Canadian Municipal Governments Support Efforts to Bring Down eBook Prices for Public Libraries
5 Mar 2016
The Federation of Canadian Municipalities (FCM) has approved a resolution calling for action from the federal government on ebooks. This resolution requests that the Department of Canadian Heritage and the Department of Innovation, Science and Economic Development investigate restrictive ebook prices to public libraries.
From the Ottawa Public Library Board:
Ottawa – The Ottawa Public Library is pleased that the Federation of Canadian Municipalities (FCM) has approved a resolution calling for action from the federal government on ebooks. This resolution requests that the Department of Canadian Heritage and the Department of Innovation, Science and Economic Development investigate restrictive ebook prices to public libraries. It was moved by Councillor Tim Tierney on behalf of the City of Ottawa.
“We are happy to see that municipal leaders from across Canada have recognized a need for action on library ebook pricing,” said Tim Tierney, Ottawa City Councillor for Beacon Hill-Cyrville and Chair of the Ottawa Public Library Board. “More and more library customers are looking to the convenience and flexibility of ebook borrowing, but the cost of providing them with materials they expect has been unsustainably high and has often come with unpredictable terms.”
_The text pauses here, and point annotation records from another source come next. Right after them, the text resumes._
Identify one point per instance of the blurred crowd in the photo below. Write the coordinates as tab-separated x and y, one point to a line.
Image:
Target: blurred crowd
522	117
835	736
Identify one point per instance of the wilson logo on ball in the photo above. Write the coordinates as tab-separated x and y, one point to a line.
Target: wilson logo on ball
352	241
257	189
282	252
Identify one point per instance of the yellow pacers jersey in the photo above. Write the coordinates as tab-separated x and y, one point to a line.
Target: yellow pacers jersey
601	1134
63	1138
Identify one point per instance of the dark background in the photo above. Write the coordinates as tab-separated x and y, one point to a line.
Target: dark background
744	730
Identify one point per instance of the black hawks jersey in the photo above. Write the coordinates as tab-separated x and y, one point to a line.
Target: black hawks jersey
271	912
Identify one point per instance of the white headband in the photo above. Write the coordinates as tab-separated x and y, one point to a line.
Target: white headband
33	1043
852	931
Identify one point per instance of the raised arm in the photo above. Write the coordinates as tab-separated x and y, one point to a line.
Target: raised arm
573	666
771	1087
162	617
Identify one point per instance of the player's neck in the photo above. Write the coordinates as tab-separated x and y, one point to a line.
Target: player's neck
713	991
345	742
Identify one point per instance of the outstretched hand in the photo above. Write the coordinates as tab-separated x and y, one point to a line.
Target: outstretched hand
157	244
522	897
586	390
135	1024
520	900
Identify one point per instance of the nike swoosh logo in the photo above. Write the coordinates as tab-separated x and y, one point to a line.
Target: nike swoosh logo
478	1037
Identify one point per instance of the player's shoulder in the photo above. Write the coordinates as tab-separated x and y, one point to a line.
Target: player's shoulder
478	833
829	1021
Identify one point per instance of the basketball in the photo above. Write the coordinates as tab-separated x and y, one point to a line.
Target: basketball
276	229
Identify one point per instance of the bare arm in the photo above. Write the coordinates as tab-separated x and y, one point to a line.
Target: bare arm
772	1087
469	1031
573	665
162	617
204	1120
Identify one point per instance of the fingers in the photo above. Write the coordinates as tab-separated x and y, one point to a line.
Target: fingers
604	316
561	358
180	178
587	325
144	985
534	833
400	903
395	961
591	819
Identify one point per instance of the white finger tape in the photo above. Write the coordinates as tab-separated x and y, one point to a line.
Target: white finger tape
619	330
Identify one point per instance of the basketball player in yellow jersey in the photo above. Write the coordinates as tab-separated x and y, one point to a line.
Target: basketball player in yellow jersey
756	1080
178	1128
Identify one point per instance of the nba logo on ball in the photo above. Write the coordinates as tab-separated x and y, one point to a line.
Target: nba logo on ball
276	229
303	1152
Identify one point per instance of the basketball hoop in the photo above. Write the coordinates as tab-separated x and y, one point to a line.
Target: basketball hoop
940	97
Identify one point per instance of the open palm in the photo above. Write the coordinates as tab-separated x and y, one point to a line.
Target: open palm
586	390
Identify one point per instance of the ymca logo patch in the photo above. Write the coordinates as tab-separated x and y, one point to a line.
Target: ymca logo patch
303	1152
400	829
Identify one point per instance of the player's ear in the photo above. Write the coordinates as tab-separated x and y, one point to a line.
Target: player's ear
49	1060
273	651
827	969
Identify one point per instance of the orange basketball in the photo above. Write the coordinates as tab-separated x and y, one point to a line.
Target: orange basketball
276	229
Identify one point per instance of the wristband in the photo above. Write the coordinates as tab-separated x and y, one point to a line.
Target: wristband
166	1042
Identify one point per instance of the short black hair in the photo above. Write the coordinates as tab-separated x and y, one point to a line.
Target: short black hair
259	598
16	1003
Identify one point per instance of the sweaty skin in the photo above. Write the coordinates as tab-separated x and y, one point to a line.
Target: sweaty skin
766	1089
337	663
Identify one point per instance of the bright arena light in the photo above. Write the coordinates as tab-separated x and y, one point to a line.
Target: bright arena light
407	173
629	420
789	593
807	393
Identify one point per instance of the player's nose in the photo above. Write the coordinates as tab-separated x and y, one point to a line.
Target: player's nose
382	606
Libraries can pay three to five times more for ebooks than the consumer price from some multinational publishers. In other cases, publishers place caps and time limits on use. This leads to fewer titles and fewer copies for readers to discover, despite growing demand and borrowing rates. Penguin Random House recently took a step in the right direction by announcing a plan to reduce library ebook pricing. Public libraries have recently sent a public letter to publishers calling for them to develop a hybrid solution to this matter, which allows flexibility for long- and short- term library ebook purchases.
“We believe that there’s a real opportunity for the library and publishing communities to work together to develop a solution that balances all parties’ needs and puts the interests of library customers first,” said Danielle McDonald, CEO of the Ottawa Public Library.
“We are glad that FCM has formally taken a stand on this important matter,” concluded Tierney. “This is a sign of real leadership in addressing a growing and important challenge for libraries in their municipalities and, ultimately, the residents that they represent.”
The Ottawa Public Library is a member of Canadian Public Libraries for Fair Ebook Pricing, a coalition made up of the Canadian Urban Libraries Council, Edmonton Public Library, Toronto Public Library, and others to raise awareness of challenges faced by public libraries as a result of high ebook prices charged by multinational publishers. More information on the campaign is a available at www.fairpricingforlibraries.org.